蛙の子は蛙というか、逆というか。ベリルとパパンもいい加減でたらめだという自覚はあったが、母親も母親でアレな一族の出だったらしい――ひ弱な体質の癖にやたらと好戦的ってどこの北朝鮮だ。
ベリルは今更の事実を再確認する。
魔界の戻ってから判明したが――パパンが倒された際の大騒ぎで、魔族に犠牲者はいなかった。ボコボコにされた筆頭であるパパはあの通りピンピンで、むしろ今の方が生き生きとしている。
何気に風の魔法で狙撃をかますという、文明が中世レベルにしては凄い芸当をやって見せたジョルジュも派手に吹っ飛んだが生きていた――二年間の我慢と荒修行の果て、ベリルが魔王城に帰還したその日、甲斐甲斐しく身の世話をしていた幼馴染に陥落したらしい。二人は今も元気に爆発している。子供はさぞかし可愛かろう、おめでとう、けっ。
「まあ、その自棄になった様子を見ると一応合ってはいるようね、確認してもいい?」
ぞわっとする――軽く尻を撫でられたのだ。
ブルブルブル。
マウントを取られた状態で聞かれるだけマシだというものだが、ベリルは唯一動く首をまるで電動モップの如く振りたくった。

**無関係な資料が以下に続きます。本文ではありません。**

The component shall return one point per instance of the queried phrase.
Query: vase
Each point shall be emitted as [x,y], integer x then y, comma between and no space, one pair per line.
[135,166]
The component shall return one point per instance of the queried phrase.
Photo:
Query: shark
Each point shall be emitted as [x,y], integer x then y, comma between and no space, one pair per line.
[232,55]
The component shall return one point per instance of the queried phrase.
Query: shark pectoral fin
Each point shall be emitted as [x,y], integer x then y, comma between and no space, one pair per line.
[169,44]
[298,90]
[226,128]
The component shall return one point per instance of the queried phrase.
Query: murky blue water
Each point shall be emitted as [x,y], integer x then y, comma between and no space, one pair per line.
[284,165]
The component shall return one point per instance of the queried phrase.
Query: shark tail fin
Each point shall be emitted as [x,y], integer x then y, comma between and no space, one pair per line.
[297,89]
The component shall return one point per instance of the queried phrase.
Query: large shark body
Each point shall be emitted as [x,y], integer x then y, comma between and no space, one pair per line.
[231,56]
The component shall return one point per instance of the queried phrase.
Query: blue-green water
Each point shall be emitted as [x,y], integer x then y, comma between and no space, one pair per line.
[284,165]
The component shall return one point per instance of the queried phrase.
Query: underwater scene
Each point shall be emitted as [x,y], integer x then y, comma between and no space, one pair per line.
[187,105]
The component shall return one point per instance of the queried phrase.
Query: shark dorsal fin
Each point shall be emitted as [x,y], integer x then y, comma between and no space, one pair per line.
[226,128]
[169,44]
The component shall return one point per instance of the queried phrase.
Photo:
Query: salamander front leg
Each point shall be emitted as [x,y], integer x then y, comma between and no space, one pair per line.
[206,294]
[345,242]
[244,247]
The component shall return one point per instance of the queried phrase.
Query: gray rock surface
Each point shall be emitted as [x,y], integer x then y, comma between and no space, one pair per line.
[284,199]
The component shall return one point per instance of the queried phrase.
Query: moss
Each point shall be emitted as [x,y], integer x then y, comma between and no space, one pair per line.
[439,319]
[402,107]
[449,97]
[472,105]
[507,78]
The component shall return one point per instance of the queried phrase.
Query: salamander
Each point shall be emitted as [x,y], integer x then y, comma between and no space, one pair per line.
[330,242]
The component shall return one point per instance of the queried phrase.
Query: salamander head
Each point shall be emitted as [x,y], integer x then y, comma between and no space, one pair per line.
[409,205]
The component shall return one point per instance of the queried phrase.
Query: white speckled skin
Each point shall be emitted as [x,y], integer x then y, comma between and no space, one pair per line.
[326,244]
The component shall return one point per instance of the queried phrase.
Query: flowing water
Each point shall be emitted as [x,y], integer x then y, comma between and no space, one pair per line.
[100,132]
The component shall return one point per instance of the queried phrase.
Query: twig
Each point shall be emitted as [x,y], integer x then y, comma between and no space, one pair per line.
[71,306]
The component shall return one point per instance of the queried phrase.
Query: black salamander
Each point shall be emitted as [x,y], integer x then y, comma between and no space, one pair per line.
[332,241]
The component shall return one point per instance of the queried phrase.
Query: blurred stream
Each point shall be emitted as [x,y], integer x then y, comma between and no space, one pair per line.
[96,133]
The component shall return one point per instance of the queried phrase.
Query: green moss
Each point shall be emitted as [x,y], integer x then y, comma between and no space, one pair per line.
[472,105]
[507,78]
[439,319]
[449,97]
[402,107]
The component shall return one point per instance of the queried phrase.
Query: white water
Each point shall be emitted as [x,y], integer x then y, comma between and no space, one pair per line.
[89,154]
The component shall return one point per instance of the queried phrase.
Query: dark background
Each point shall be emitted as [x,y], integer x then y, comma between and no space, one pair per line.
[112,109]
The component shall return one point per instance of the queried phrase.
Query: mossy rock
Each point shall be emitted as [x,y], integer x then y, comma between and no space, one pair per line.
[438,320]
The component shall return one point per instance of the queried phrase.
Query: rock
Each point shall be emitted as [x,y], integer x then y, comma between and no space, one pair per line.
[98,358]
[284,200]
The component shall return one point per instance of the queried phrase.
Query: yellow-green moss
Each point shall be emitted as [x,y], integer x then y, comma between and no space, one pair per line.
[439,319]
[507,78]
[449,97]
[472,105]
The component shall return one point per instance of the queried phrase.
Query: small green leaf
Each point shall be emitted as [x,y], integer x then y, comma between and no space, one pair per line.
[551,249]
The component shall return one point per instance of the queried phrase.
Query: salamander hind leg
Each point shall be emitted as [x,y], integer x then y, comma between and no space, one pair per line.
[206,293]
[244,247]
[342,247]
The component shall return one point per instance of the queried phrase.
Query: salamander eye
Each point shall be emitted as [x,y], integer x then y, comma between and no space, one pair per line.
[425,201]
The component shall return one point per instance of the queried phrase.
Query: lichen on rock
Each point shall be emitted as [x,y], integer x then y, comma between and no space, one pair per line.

生娘なのはシラが既に確認済みだ、いくら同性の指とは言え、二度とごめんである。
「全く、本当に(ピー)付いてるのかしらあのへたれは」
あまりの言い草に、ベリルは首の可動域ギリギリまで振り向いた所でフリーズした。
「で、話を戻すけど――あんなへたれのどこが良かったの?」
言葉が出ない。
「あんなのでも見てくれよくて頭よくて腕っ節も強いから人族のお嬢様方には魅力的でしょうけど、いきなり唇奪って拉致するようなロクデナシよ? 鬼畜よ? 普通ならフライパンで元の形がわからなくなるほど殴っても気が済まないと思うのに、なんで当の被害者が帰ってきたら失恋したみたいに意気消沈してるのよ?」
あががが。
なお、言葉の出ないベリル兼元青年に代わって、両方の理解を言語化するとこういう事になる。
ベリルの方はこうだ。
え? あれ? 失恋?
あまりにも地球で彼女にフラれた当時と違うので気付かなかったが、思い出す。
――次に会う時は、君の命を貰いに行くよ。
ベリルのパパンにとって非常に喜ばしい事に、それは別れの言葉だった。
んでもって自分の境遇である。パパンをボコボコにされるのは百歩譲って殺してないとして。拉致されて、強引に唇を奪われて、勝手に婚約者で、何のとは言わないがBまで行った――うん、最後の一線こそ超えてないものの実に酷い。
なお、地球流でもっとキツイ言葉に訳するとこなる。
金持ちで腕っ節の強い主人公に拉致監禁されて好き勝手にされたのに相手を好きになるなんてどこの鬼畜エロゲーのグッドエンディング(ただし、鬼畜主人公視点、分岐条件は最後までヤらない事)を迎えたヒロインだてめえは。
んでもって、ベリルの初心とは――鬼畜エロゲーみたいになるのを回避する事だったはずである。
言葉にならなくて当然だった。
そしておばあさまは、ヴォルグ=ブラウンが鬼畜エロゲーの主人公も同然だと認識した上で、ベリルがちょっと自棄っぱちになっている事を不思議がり、どうしてこうなったと聞いているのだ。